Huevos Rancheros Breakfast Bake with Avo dip and Corn Salsa
- 1 red onion, finely diced
- Olive oil, for frying
- 1 tsp paprika
- 2 tsp tomato paste
- 1 red pepper, seeded and diced
- 1 garlic clove, crushed
- 1 small chilli, seeded and finely chopped
- 120g rosa tomatoes, halved
- 3 limes
- 4 large eggs
- Freshly ground black pepper
- 2 tsp roughly chopped fresh coriander
- 1 large ripe avocado
- 1 large spring onion, finely sliced
- 2 cobs of corn, kernels removed
- ¼ cucumber, diced
- 2 tsp sugar
- 2 to 4 tortilla wraps
Preheat the oven to 180°C.
In a large ovenproof skillet, sweat off the red onion in olive oil until soft and translucent. Add the paprika and fry for 2 minutes. Add the tomato paste and fry for a further 2 minutes. Add the pepper, garlic, two-thirds of the chilli and tomatoes, and cook over medium heat for 10 minutes.

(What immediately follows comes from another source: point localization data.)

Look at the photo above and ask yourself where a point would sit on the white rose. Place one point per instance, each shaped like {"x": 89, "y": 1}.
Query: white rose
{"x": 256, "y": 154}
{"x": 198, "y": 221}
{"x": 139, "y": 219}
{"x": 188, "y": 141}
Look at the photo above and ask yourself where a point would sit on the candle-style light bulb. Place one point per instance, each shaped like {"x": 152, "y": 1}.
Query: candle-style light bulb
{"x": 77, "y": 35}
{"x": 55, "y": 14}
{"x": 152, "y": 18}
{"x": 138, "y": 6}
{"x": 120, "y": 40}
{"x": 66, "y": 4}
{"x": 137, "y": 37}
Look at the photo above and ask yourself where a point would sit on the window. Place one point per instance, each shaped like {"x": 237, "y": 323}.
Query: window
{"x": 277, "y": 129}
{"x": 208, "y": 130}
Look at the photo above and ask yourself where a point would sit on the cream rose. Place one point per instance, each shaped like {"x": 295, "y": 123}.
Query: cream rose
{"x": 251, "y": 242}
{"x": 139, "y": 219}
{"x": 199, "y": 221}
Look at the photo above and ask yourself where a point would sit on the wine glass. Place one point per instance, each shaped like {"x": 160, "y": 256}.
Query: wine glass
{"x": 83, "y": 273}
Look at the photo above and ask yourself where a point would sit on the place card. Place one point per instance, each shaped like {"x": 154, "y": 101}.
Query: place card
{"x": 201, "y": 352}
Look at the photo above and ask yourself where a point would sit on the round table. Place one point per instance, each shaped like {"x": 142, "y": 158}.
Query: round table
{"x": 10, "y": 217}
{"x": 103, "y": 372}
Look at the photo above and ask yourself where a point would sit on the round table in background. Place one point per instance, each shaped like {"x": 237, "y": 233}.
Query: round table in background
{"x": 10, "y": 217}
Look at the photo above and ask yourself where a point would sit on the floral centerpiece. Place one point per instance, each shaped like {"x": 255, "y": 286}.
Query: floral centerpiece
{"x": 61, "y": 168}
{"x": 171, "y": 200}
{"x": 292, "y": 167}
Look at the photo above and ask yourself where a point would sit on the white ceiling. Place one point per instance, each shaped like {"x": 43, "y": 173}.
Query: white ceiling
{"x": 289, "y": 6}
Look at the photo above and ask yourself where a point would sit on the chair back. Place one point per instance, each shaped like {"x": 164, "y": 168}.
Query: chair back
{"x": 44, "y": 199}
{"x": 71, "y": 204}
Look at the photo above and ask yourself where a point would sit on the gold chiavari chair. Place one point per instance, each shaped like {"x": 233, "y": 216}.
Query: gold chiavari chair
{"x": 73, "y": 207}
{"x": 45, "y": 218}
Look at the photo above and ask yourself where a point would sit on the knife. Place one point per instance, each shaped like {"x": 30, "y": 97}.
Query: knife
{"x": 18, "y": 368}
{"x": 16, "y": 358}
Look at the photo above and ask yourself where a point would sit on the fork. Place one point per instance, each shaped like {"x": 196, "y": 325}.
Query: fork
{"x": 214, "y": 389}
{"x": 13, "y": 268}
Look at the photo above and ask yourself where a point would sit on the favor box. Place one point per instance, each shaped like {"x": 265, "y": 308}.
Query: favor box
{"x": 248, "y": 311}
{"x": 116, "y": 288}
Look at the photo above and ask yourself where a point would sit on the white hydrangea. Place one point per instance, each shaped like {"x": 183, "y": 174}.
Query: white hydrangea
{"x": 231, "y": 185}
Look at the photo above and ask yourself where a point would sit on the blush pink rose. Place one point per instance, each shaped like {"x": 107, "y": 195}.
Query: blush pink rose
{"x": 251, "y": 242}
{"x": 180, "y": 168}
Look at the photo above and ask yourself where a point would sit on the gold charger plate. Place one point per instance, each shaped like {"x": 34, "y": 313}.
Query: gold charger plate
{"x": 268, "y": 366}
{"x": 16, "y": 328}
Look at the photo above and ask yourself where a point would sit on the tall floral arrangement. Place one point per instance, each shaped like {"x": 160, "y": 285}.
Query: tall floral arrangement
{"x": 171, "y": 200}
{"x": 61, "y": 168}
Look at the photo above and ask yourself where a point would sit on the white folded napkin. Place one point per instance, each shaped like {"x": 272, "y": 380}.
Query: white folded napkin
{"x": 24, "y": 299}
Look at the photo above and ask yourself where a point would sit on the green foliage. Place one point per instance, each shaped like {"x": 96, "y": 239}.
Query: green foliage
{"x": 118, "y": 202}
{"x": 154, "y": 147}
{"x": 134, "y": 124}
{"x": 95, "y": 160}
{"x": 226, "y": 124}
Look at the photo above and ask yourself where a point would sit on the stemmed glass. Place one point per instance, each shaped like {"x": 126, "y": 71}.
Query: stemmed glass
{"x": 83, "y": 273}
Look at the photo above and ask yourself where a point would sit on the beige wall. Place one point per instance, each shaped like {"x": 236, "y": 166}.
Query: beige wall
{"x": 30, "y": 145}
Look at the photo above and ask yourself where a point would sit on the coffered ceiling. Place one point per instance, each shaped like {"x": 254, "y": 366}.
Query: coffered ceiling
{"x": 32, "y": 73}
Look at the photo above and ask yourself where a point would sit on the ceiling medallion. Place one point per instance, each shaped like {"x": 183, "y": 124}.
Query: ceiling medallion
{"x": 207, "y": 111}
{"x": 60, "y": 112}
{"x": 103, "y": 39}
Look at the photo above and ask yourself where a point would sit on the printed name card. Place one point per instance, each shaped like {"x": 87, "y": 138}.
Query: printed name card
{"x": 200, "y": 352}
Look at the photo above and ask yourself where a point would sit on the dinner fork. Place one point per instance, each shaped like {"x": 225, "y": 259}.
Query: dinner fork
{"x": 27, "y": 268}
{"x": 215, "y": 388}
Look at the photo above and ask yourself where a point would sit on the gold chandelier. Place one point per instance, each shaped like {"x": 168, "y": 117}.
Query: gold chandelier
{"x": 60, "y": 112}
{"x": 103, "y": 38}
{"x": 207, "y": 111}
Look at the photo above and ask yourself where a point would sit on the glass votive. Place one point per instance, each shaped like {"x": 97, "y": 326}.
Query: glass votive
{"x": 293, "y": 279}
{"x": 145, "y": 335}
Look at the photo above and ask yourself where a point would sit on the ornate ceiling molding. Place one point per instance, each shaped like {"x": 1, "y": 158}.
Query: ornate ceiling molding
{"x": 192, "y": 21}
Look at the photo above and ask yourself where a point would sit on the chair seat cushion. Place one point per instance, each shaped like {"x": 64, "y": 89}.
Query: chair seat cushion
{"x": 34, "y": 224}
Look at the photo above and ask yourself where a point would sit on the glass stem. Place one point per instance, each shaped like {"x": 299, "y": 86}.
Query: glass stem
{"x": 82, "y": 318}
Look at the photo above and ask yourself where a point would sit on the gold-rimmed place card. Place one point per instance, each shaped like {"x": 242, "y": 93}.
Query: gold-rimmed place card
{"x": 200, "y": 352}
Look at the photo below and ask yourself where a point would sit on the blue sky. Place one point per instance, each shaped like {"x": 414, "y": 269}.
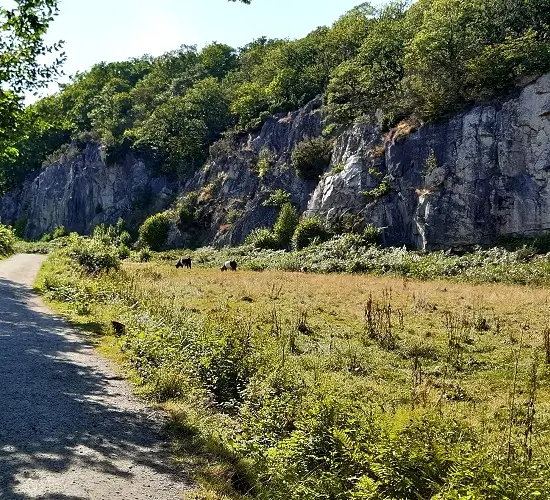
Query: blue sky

Squeeze the juice from 1 lime and season to taste with salt and freshly cracked black pepper.
Make 4 spaces in the onion sauce for the eggs. Crack the eggs into the open spaces and season.
Bake in the preheated oven for 5 minutes. Scatter with 1 tsp of the chopped coriander.
To make the avo dip:
In a small bowl, mash the avocado, add the juice of 1 lime, half of the sliced spring onion and ½ tsp of the coriander. Season to taste with salt and freshly ground black pepper.
To make the sweetcorn salsa:
In a bowl combine the sweetcorn kernels, cucumber, the remaining spring onion, coriander and chilli, juice of 1 lime and the sugar. Season to taste with salt and freshly ground black pepper.
Serve the breakfast bake with the avo dip, sweetcorn salsa and crisped tortilla chips.